My group has made both pioneering and sustained contributions to the establishment of the interaction of insect sodium channels with pyrethroid insecticides as a paradigm to decipher ion channel-xenobiotic interactions in a variety of insect species, with the goal of gaining fundamental insights into the modes of action of sodium channel-targeting chemicals, interplay between sodium channels and the olfactory system, and ion channel biology.

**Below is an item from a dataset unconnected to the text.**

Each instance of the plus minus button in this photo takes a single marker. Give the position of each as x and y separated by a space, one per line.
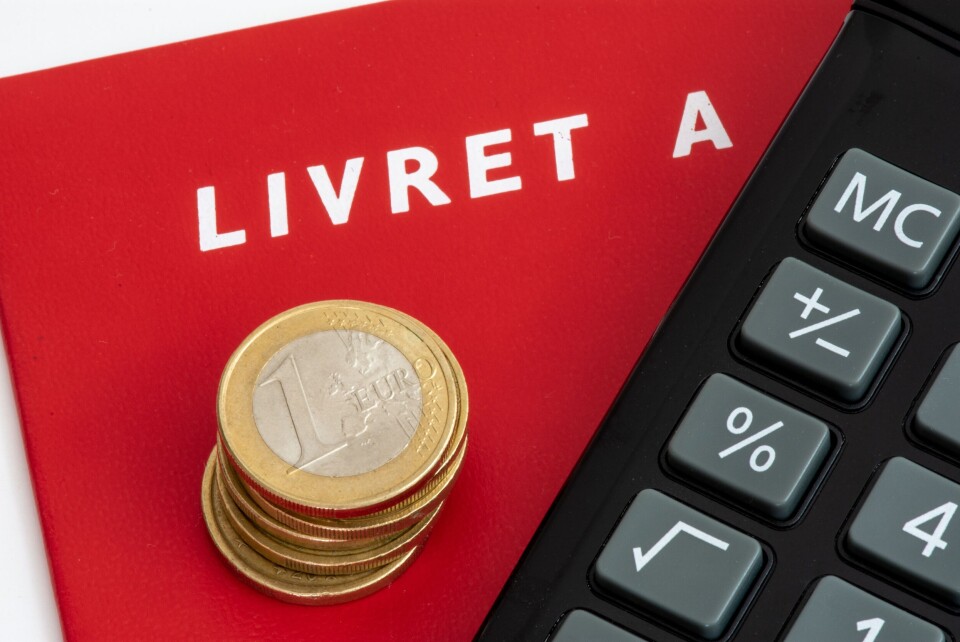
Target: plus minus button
811 303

Our ongoing studies address fundamental questions on how ion channels and receptors regulate neural activities/circuits and control important insect behaviors, and how neuroactive compounds act on these insect ion channels and receptors to alter or disrupt activities/circuits and behaviors. These studies have substantial practical implications in the global control of medically and agriculturally important insects, including mosquito species that transmit devastating human diseases, such as malaria and Dengue fever.
- Alternative splicing and RNA editing of the sodium channel gene
- Physiological function of the DSC1-family ion channels
- Knockdown resistance (kdr) to pyrethroids
- Molecular bases of pyrethrum and pyrethroid repellency
Experimental models: Aedes aegypti, a major vector for yellow fever, dengue and Zika viruses, and Drosophila melanogaster, a model insect.
Experimental approaches: molecular genetic, neurophysiological, neurotoxicological, neuropharmacological and behavioral analyses.